Splitting files based on metadata and page count

I have a workflow (screenshot below) that I know could be optimised, and wanted to see what suggestions people might have. I’ve obsfucated anything that might identify the brand it relates to.

It creates PDFs one record at a time. It checks the metadata to see if it belongs to Part A or Part B. It then saves the file into a folder (concatenating). If Part B, it splits the first page into a separate file and the other pages into a second file.

Works fine although slowly and the resulting PDFs are not optimised. I could generate Part A and Part B separately, but I still need to split the first page of each record’s document into a “B1” file and the rest into “B2”. They are variable length and has to use page number not a detection area.

Any thoughts?

You’ve got the right idea in your title. You can do the metadata or page grouping splitting directly in your output/job creation and get rid of everything after your Create Output step. The Create output step would take care of making your multiple pdfs and storing them in the appropriate folder.

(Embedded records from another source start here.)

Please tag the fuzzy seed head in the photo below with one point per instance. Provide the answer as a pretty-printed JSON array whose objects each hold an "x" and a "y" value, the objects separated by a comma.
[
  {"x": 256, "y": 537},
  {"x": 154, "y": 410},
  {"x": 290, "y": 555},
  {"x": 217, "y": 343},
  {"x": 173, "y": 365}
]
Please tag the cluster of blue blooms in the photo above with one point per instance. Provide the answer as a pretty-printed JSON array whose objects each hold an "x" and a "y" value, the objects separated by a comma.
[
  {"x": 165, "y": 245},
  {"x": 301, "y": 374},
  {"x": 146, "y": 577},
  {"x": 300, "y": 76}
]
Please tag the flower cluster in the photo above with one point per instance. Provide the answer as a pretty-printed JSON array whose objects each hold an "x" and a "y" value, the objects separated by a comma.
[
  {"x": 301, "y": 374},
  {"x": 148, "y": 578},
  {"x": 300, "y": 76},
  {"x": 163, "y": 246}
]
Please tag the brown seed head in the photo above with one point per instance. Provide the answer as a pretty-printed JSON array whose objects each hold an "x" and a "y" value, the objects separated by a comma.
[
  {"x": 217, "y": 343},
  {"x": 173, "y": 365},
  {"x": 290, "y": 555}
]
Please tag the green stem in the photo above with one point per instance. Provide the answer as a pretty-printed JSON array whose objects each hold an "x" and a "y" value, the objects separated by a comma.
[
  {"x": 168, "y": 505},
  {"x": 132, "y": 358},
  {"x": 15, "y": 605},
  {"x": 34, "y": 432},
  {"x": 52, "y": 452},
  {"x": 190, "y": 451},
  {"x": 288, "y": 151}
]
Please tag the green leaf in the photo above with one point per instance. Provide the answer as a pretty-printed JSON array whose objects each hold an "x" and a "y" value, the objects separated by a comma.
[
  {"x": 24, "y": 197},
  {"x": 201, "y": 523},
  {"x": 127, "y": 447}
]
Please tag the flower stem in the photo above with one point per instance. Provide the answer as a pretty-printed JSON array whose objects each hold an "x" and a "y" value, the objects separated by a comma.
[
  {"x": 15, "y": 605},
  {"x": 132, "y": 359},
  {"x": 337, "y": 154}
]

I’ll see if I can locate a concrete example for you.

I was able to do this easily enough when splitting the two types (Part A and B) using output/job creation presets. The difficulty was creating taking the first page of Part B and putting those first pages in a separate file to the rest. Any particular guidance around that if you can’t find a concrete example would be appreciated.

@AlbertsN Any chance you’ve found anything?

No, your last post indicated you’d already figured out what I was going to look for as an example (separation based Output). Now you’re trying to split individual pages from one of those sets.

If those pages themselves are not somehow directly related to records of their own, you can’t do the separation in Connect. The Separation settings are only going to allow you to split down to the record level, not section or page. For that, you’re going to have to do it directly in the Workflow.